18 de abril de 2016 | 03h00
A judicialização da política acarreta a paralisia da administração pública, dissemina insegurança jurídica e causa tensões institucionais, afirmou Cármen Lúcia ao votar contrariamente às pretensões dos partidos que defendem a continuidade de Dilma à frente do Executivo. Dias antes, ela havia cobrado mais prudência dos partidos e pedido cautela redobrada às diferentes instâncias judiciais, no julgamento de recursos por eles impetrados com propósitos meramente políticos – e que podem acabar interferindo nas jurisdições do Executivo e do Legislativo.
As advertências de Cármen Lúcia são importantes. O problema da judicialização da política é antigo e vem corroendo de forma crescente a estabilidade do sistema democrático e comprometendo o equilíbrio entre os Poderes. Na medida em que os tribunais são acionados a cada impasse, as regras da política acabam sendo redefinidas e apropriadas por juízes, sob o pretexto de conservar a pureza e a integridade da ordem constitucional. Quanto mais intenso é esse processo, maior é a tendência de expansão do Judiciário sobre a esfera política, com o esvaziamento do Legislativo como locus legítimo para a tomada das grandes decisões que afetam a vida social e econômica do País.
Consolidando a transição da ditadura militar para a democracia, a Constituição deu ao Supremo mecanismos jurídicos importantes para garantir o livre funcionamento das instituições, como é o caso do controle concentrado de constitucionalidade das leis, da revisão judicial das ações executivas e legislativas e da tutela dos direitos fundamentais. O exercício dessas prerrogativas, porém, estava atrelado ao seu uso comedido e prudente por parte de seus ministros.
É por isso que sempre se esperou que esses ministros soubessem discernir quem bate às suas portas pedindo a proteção de seus direitos, para evitar que o princípio do devido processo legal fosse invocado de forma abusiva. Também é por isso que se esperou que o Judiciário não se deixasse levar por artimanhas processuais de partidos e de políticos – artimanhas que tendem a se perder em estéreis discussões técnicas e doutrinárias, gerando imprevisibilidade, em vez de certeza.

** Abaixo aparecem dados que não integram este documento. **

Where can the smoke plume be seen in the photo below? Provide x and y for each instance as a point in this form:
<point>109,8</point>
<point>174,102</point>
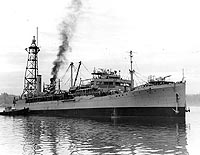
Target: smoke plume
<point>66,30</point>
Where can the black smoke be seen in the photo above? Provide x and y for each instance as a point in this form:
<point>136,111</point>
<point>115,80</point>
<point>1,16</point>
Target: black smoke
<point>66,30</point>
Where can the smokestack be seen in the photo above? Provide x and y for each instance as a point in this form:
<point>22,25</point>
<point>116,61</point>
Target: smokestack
<point>66,30</point>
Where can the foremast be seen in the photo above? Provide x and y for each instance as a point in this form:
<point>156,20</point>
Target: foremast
<point>32,81</point>
<point>131,70</point>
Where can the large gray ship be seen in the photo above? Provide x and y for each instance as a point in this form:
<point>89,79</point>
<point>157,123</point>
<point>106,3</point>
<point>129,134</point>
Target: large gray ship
<point>106,94</point>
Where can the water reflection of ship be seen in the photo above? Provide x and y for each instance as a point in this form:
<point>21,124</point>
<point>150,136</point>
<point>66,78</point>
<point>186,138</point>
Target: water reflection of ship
<point>140,135</point>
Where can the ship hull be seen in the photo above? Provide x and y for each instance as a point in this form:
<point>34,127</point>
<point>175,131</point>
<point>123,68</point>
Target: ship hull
<point>109,112</point>
<point>163,100</point>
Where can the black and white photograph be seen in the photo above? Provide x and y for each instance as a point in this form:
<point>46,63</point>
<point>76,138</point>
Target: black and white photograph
<point>99,77</point>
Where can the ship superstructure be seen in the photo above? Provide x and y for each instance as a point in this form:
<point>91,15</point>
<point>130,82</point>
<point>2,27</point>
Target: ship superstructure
<point>106,94</point>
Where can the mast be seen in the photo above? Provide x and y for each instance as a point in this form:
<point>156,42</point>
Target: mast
<point>31,73</point>
<point>131,70</point>
<point>72,64</point>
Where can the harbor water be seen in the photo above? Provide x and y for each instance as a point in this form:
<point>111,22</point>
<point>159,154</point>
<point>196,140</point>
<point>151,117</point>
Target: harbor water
<point>35,135</point>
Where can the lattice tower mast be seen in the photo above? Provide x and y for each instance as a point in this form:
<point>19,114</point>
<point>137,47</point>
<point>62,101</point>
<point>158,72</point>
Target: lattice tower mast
<point>31,73</point>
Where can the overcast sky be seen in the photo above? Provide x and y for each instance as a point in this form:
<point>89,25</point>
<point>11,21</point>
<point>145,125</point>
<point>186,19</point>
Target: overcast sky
<point>164,34</point>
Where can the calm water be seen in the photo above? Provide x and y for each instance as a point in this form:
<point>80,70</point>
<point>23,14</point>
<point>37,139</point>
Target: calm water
<point>54,135</point>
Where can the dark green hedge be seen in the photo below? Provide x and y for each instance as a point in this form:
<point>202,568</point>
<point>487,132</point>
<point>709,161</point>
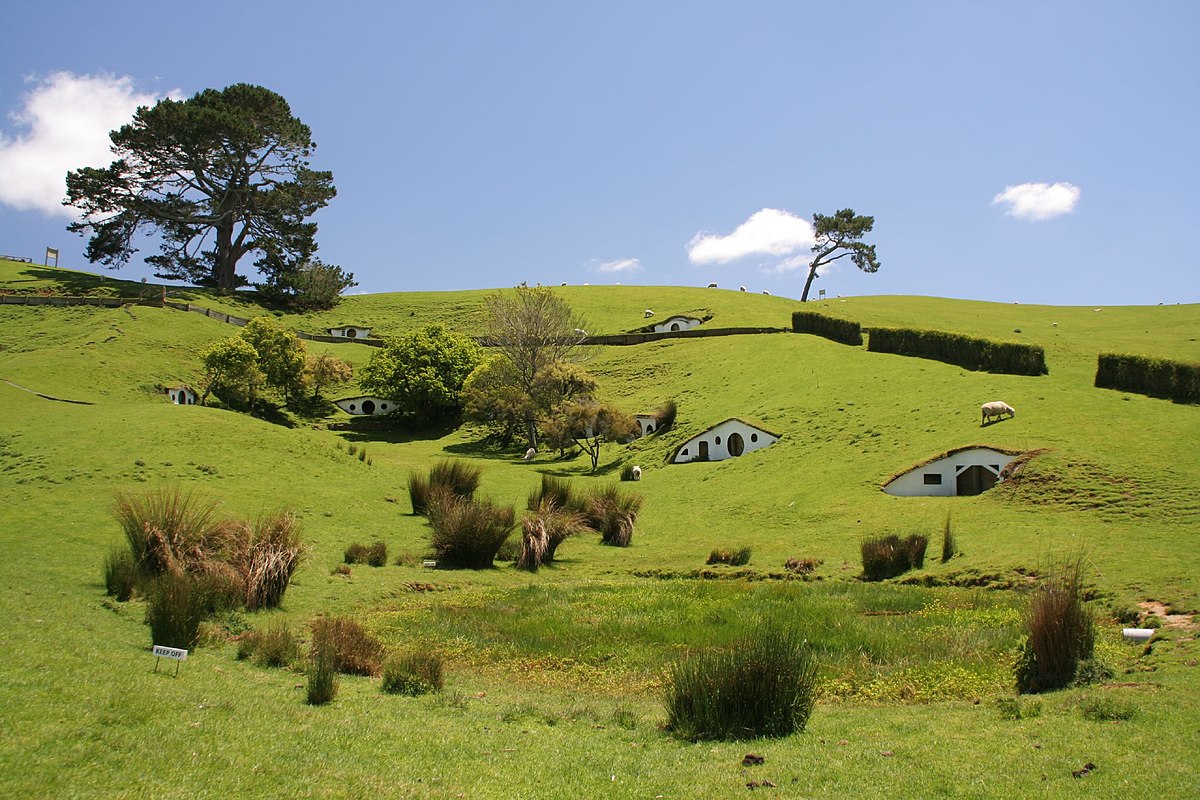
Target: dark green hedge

Infelizmente, nos últimos anos essa prudência nem sempre prevaleceu no Supremo. Pouco a pouco, sob o pretexto de garantir direitos fundamentais, alguns ministros optaram pelo chamado “neoconstitucionalismo”, colocando princípios à frente de regras na interpretação da Constituição. E, à medida que passaram a fundamentar a concessão de liminares com base em interpretações programáticas, as decisões monocráticas foram se sobrepondo às decisões colegiadas da Corte, resultando no fenômeno da judicialização da política, para cujos riscos a ministra Cármen Lúcia advertiu os operadores do direito.
Ainda é cedo para saber se a decisão do Supremo de julgar de forma colegiada os recursos que pediam a suspensão da votação do processo de impeachment de Dilma Rousseff foi uma exceção ou representa uma saudável inflexão na linha de atuação que a Corte vinha firmando. Com essa decisão, o Supremo preservou sua imagem. Mas, para que a Corte não volte a ser instrumentalizada por partidos e congressistas, seus ministros têm de fazer o que deles se espera. Ou seja, que tenham senso de discernimento, que compreendam os limites de sua atuação, que respeitem as regras de deliberação dos demais Poderes e que saibam decidir como órgão colegiado.